Jem Clear
The two statistical measures of significance which are used by the
collocations feature of the CobuildDirect service are explained below in
layman's terms. It is not really possible to explain the complete
statistical background to the use of Mutual Information and t-scores here.
Let us work through some example data (taken from a 20m word corpus) for
the word "post".
It co-occurs with many words, among which are "the", "office" and
"mortem".
The observable facts are that "post" has an overall corpus freq of 2579
(let's refer to this as f(post)=2579) and also
f(office) = 5237
f(the) = 1019262
f(mortem) = 51
We also observe the number of times these words co-occurred with "post"
(for shorthand I'll write j(the) = 1583 to mean that "the" occurred with
"post" 1583 times: this is the "joint" frequency). So
j(the) = 1583
j(office) = 297
j(mortem) = 51
Now if we were to list the collocates of "post' by raw frequency of
co-occurrence we would order them according to j(x), as above. Of course,
a full collocation listing of "post" in this form would have many other
words with intermediate frequencies -- we are just focussing on these
three words for the moment. But the ordering show above doesn't tell us
anything much about the strength of association between "post" and these
other words: it is simply a reflection of the basic overall frequency of
the collocating words (i.e. "the" is much more frequent than "office"
which is much more frequent than "mortem"). We just showed that in the
f(x) list! This is true in general: ordering collocates by j(x) simply
places words like "the", "a", "of", "to" at the top of every collocate
list. What we would like to know is:
------------------------------------------------------------------------------------------------------------
IMPORTANTQUESTION: to what extent does the word "post" condition its
lexical environment by selecting particular words with which it will
co-occur?
------------------------------------------------------------------------------------------------------------
We can compare the relative frequencies of what we observed with what we
would expect under the null hypothesis:
------------------------------------------------------------------------------------------------------------
NULLHYPOTHESIS: the word "post" has no effect whatsoever on its lexical
environment and the frequencies of words surrounding "post" will be
exactly (give or take random fluctuation) the same as they would be if
"post" were present or not.
------------------------------------------------------------------------------------------------------------
That is, if "the" has an overall relative frequency of 1 in 20 (about 1m
occurrences in a 20m word corpus -- see f(the) above) then we can expect
"the" to occur with the same relative frequency in a subset of the corpus
which is the 4 words either side of "post": hence under the null
hypothesis we would expect j(the) to be
(f(post) * span ) * relative_freq(the)
which is
(2579 * 8) * (1 / 20) = 20632 / 20 = 1031
So under the null hypothesis we would expect j(the) to be 1031. We
actually observed j(the) to be 1583, which is rather higher, and we could
simply express the difference as ratio (of observed to expected joint
frequency) thus:
1583/1031
This is the Mutual Information score and it expresses the extent to which
observed frequency of co-occurrence differs from expected (where we mean
"expected under the null hypothesis"). Of course, big differences indicate
massive divergence from the null hypothesis and indicate that "post" is
exerting a strong influence over its lexical environment.

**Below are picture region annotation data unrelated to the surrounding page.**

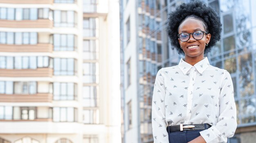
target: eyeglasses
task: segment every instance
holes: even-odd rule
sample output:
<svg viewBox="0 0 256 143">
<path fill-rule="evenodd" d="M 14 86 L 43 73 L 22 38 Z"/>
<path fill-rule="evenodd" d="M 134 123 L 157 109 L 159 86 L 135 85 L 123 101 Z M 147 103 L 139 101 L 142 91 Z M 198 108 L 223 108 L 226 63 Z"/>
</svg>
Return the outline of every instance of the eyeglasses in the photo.
<svg viewBox="0 0 256 143">
<path fill-rule="evenodd" d="M 186 42 L 189 39 L 189 38 L 190 38 L 190 35 L 192 34 L 194 39 L 199 40 L 203 38 L 204 35 L 204 33 L 208 34 L 208 33 L 205 31 L 197 31 L 193 33 L 189 33 L 186 32 L 181 33 L 178 34 L 178 37 L 180 38 L 180 41 L 182 42 Z"/>
</svg>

BUT BUT BUT! there is Big Problem with Mutual Information: suppose the
word "egregious" appears just once with "post" (not an unreasonable event)
in the corpus. And "egregious" may have a very low overall freq:
f(egregious) = 3
Now we carry out the sums to calculate the expected j(egregious) figure. I
can assure you it will be a small number! It is:
(f(post) * span ) * relative_freq(egregious)
(2579 * 8) * ( 3 / 20000000)
= 0.0030948
Now you'll see that even if "egregious" occurs just once in the vicinity
of "post" the observed j(egregious) will be 323 times more than the
expected joint frequency, and the mutual information value will be high.
Common sense tells us that since words cannot appear 0.0030948 times --
they either occur zero or one times, nothing in between -- that claiming
that "post"+"egregious" is a significant collocation is rather dubious.
In general, the comparison of observed j(x) and expected j(x) will be very
unreliable when values of j(x) are low; this is common sense, too. Just
because I've seen these two words together once in 20m words doesn't give
me much confidence that they are strongly associated: I'd need to see them
together several times at least before I could start to feel at all secure
in claiming that they have some sort of significant association.
Now here comes T-score. We can calculate a second-order statistic which
is, crudely, this:
------------------------------------------------------------------------------------------------------------
IMPORTANTQUESTION: how confident can I be that the association that I've
measured between "post" and "egregious" is true and not due to the
vagaries of chance?
------------------------------------------------------------------------------------------------------------
T-score answers this question. It takes account of the size of j(x) and
weights its value accordingly. A high T-score says: it is safe (very
safe/pretty safe/extremely secure etc according to value) to claim that
there is some non-random association between these two words. So t-scores
are higher when the figure j(x) is higher. In the case of "egregious" we
would get a very low t-score. In the case of "the" the t-score might be
quite high, but not huge because "the" doesn't have that strong an
association with "post". "office" gets a really high t-score because not
only is the observed j(office) way higher than expected, but we seen a
goodly number of such co-occurrences, enough to be pretty damn sure that
this can't be due to some freak of chance.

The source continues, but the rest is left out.